Avoiding a climate-change apocalypse

By:  Katrina Vanden Heuvel

As you may have noticed, the end of the year was all about the end of the world. Mayan doomsday prophesies. Rogue planets on a collision course with Earth. Fear-mongering about an artificial “fiscal cliff.” House Republicans doing, well, what they usually do.

Fortunately, for now, life as we know it continues. And scary as all of this sounds, the real horror show, the true existential threat, is yet another crisis of our own making: the catastrophic effects of climate change.

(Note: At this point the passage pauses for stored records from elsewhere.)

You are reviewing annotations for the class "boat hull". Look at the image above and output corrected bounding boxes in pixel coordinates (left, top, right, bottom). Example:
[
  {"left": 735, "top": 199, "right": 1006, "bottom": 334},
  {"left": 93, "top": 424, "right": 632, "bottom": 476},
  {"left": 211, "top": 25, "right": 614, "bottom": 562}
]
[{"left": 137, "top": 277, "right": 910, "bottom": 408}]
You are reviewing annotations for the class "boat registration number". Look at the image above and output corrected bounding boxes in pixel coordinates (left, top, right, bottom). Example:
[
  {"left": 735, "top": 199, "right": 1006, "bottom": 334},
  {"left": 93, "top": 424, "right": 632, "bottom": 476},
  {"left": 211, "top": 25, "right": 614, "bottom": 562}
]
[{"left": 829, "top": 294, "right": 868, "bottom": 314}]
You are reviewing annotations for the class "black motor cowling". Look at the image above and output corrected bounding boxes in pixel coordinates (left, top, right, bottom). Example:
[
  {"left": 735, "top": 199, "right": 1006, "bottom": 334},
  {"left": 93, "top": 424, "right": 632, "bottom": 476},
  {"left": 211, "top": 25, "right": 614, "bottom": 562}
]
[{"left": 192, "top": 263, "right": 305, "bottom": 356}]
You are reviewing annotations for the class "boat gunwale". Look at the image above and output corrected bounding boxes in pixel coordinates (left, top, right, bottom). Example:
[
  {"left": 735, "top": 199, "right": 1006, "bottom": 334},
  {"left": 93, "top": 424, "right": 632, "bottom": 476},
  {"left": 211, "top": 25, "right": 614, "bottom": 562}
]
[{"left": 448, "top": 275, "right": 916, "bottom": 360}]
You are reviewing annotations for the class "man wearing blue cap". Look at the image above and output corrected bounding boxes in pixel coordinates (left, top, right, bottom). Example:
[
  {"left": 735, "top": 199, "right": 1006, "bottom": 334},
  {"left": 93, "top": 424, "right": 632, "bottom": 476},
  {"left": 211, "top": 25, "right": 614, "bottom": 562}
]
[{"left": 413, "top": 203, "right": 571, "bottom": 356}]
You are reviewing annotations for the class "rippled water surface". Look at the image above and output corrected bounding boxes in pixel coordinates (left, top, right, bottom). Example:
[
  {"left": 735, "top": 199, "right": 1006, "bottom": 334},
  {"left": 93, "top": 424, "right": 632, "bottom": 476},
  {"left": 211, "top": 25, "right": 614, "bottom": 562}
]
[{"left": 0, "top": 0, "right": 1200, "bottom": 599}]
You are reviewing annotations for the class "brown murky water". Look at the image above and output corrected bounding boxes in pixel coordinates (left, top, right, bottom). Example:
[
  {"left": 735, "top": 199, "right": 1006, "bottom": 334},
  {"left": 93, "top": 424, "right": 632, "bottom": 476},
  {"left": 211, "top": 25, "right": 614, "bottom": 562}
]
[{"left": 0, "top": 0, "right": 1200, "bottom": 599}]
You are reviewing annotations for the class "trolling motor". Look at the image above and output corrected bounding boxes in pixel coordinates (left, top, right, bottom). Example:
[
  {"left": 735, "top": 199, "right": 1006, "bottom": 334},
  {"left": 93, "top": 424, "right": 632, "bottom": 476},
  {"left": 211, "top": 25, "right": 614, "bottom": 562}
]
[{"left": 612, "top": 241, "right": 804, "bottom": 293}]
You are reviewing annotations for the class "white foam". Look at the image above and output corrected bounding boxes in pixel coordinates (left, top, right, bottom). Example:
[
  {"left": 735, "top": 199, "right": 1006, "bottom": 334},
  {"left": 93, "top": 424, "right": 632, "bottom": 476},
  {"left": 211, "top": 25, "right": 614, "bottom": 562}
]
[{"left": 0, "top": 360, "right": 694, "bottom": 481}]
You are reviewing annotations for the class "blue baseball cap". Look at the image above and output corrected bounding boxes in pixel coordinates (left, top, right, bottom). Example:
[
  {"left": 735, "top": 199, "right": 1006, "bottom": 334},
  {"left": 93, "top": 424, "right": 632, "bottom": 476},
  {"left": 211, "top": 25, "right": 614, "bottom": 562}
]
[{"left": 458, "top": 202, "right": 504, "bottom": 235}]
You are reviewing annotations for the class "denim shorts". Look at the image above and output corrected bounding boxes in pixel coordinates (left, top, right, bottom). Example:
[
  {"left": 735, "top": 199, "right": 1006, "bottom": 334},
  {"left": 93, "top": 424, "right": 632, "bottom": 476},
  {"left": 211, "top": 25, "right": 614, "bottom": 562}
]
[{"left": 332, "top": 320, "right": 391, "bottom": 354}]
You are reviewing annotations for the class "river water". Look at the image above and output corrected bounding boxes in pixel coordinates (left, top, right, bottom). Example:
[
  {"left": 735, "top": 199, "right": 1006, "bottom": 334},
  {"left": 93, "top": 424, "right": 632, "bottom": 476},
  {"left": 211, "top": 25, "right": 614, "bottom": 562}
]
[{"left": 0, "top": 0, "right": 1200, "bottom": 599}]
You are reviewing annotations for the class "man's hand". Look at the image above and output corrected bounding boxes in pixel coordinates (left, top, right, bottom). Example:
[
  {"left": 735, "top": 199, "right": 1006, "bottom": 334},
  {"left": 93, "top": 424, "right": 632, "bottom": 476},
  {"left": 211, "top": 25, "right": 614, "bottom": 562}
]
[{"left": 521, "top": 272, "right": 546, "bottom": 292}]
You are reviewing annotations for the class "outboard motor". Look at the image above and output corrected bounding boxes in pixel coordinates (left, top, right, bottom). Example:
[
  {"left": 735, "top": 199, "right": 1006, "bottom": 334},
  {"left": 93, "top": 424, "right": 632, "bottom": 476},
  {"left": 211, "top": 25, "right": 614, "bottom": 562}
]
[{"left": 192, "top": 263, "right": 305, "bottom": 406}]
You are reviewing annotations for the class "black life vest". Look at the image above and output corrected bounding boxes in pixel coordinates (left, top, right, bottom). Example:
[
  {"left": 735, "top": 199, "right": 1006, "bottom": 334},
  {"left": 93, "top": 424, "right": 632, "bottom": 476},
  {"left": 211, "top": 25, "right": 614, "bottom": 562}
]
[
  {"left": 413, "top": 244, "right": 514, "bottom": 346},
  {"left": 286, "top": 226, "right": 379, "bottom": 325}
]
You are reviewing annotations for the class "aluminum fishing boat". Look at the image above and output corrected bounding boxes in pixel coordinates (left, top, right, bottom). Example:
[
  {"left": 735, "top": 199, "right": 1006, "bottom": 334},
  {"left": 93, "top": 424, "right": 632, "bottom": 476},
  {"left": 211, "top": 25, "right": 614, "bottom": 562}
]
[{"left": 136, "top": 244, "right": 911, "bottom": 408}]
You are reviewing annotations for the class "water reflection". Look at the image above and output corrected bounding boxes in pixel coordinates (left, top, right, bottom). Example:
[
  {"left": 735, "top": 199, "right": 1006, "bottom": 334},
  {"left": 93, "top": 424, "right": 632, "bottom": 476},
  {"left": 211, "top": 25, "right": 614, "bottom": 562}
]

There’s no need to read Revelations or catch a Michael Bay-Jerry Bruckheimer matinee to understand what it will look like. Just Google image search “Hurricane Sandy and Staten Island,” and you’ll get the general idea.

Certainly, it will take much more research to understand whether there’s a direct link between Sandy and climate change. But we do know that storm’s impact was made worse by rising sea levels, increasing ocean temperatures and unusual weather patterns, all of which are definitively connected to climate change.

2012 was the hottest year on record. Arctic sea ice is melting. Sea levels are rising faster than projected. And extreme weather events — droughts, storms, heat waves — are increasing in number and intensity, disproportionately harming the world’s most vulnerable populations.